Ferrero e' piuttosto sconvolta per l'accaduto. "Per noi e' una tragedia, quella era la sua casa. E' una cosa terribile, aveva solo 20 anni. Gli operatori sono abituati a fronteggiare crisi di questo tipo, ma e' tremendo pensare che sia morto. Speriamo che l'autopsia chiarisca le cause, soprattutto per loro". Anche Ferrero ricorda lo "screening completo fatto di recente, da cui non era emerso nulla". Questo controllo era stato fatto fare nella primavera scorsa su richiesta della nonna. "Temeva avesse problemi cardiaci e ci ha chiesto di controllare. Noi gli abbiamo fatto fare uno screening completo, venne rivoltato come un calzino. Poi nei mesi scorsi ha fatto altri esami: nulla.

Prima di entrare a "Casa Dolce", il 20enne aveva vissuto con la nonna, a cui era affidato da diversi anni,
spiegano Segata e Ferrero. "I servizi sociali avevano giudicato fosse meglio che non vivesse piu' con la madre", che forse non riusciva piu' a gestirlo. "Non avevano pero' espresso controindicazioni al fatto che la frequentasse. Era capitato altre volte- spiega Ferrero- che il ragazzo fosse nervoso dopo una giornata passata con la madre, ma mai ai livelli di ieri sera. Appena e' rientrato nella struttura, ha subito cominciato a provocare gli operatori in modo aggressivo, cercando lo scontro". Poi la situazione e' degenerata. Gli operatori (che "non sono autorizzati a somministrare terapie a meno che il paziente non collabori e accetti di prenderle spontaneamente", spiega Ferrero) hanno cercato di calmarlo, poi lo hanno bloccato e spostato in salotto, perche' non disturbasse gli altri ospiti. Il ragazzo non ne ha voluto sapere di prendere la terapia d'urgenza e cosi' e' stato chiamato il 118 chiedendo un Tso.
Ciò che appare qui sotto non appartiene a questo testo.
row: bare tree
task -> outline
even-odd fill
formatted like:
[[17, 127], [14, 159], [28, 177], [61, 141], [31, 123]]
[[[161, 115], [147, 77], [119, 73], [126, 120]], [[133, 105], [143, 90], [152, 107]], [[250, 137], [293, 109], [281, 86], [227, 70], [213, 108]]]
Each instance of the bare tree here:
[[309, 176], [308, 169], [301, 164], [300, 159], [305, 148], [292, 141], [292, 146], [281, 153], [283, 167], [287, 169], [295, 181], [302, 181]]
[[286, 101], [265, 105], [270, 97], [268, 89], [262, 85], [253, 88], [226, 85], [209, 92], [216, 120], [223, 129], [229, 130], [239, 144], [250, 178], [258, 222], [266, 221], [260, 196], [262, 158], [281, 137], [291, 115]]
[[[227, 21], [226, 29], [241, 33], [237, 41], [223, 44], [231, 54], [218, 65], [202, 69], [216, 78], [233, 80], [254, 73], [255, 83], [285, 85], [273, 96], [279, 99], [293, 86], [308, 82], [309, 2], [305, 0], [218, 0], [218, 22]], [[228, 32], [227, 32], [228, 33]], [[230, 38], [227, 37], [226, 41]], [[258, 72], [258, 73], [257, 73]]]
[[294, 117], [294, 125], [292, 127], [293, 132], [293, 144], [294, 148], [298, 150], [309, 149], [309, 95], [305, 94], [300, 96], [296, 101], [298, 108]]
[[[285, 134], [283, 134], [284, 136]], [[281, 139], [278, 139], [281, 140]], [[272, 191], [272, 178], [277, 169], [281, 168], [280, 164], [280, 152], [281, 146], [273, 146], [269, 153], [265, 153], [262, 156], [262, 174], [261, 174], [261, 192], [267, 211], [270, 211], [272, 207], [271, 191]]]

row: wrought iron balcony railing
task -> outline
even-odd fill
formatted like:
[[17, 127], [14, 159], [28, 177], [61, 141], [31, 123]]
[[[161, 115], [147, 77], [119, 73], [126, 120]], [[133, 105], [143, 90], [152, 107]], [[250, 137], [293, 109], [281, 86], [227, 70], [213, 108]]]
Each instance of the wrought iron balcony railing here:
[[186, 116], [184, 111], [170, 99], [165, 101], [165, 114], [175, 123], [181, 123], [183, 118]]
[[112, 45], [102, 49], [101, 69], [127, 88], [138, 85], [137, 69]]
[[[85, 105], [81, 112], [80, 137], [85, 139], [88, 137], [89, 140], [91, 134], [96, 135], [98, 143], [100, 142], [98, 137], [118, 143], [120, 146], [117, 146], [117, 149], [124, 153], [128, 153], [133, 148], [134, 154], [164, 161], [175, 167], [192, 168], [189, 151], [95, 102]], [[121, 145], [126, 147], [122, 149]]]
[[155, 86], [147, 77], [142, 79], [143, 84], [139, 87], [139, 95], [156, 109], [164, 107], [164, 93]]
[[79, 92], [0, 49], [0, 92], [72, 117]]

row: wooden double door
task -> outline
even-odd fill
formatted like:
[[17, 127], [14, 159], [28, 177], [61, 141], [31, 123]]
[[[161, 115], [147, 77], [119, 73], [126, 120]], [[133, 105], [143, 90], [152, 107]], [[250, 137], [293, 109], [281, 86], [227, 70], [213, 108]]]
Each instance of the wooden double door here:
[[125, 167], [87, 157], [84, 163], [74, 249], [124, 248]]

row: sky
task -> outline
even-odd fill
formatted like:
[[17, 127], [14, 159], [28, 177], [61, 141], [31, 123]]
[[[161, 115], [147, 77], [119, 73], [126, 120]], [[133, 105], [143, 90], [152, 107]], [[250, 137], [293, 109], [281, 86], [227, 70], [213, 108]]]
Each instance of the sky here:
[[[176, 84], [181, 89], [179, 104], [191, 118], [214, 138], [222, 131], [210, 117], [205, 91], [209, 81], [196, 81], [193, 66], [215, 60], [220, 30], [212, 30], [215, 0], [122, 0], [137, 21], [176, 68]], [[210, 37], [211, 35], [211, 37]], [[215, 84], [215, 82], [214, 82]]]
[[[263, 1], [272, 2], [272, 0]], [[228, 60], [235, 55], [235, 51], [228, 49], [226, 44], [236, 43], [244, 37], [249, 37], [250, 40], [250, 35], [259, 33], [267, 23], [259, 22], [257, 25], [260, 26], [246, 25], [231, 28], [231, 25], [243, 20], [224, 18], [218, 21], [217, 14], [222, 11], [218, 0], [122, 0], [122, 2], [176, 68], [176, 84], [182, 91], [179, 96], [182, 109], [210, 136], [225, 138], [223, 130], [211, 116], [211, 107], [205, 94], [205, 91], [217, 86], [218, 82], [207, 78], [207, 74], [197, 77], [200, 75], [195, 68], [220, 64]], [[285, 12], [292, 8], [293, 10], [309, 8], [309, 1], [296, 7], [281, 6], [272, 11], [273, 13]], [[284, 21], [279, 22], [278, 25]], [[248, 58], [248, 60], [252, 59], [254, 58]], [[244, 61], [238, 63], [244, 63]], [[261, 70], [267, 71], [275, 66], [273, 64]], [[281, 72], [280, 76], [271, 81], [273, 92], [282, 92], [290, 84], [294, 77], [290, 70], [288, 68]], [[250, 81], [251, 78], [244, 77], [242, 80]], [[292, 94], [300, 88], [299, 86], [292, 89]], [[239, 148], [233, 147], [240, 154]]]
La casa sociosanitaria "Casa Dolce", spiegano sia Segata che Ferrero, e' una struttura residenziale, non sanitarizzata: "Non prevede la presenza di medici ne' di infermieri, spiega Segata, se non quelli incaricati di somministrare la terapia ordinaria ed eventualmente quella d'urgenza, stabilite per ogni paziente dal Centro di salute mentale" (era seguito da quello di Budrio). "Era appena stato in vacanza per tre settimane con gli operatori ed era stato benissimo- spiega Ferrero- al ritorno, aveva passato il weekend dalla nonna e poi ieri era stato con la mamma, che per la prima volta gli aveva fatto incontrare la bambina di sette otto anni avuta successivamente, sua sorellastra". Ieri sera, al momento del fatto, erano presenti i quattro operatori del pomeriggio e i due della notte; in vista del Tso, erano arrivati anche la coordinatrice e il referente.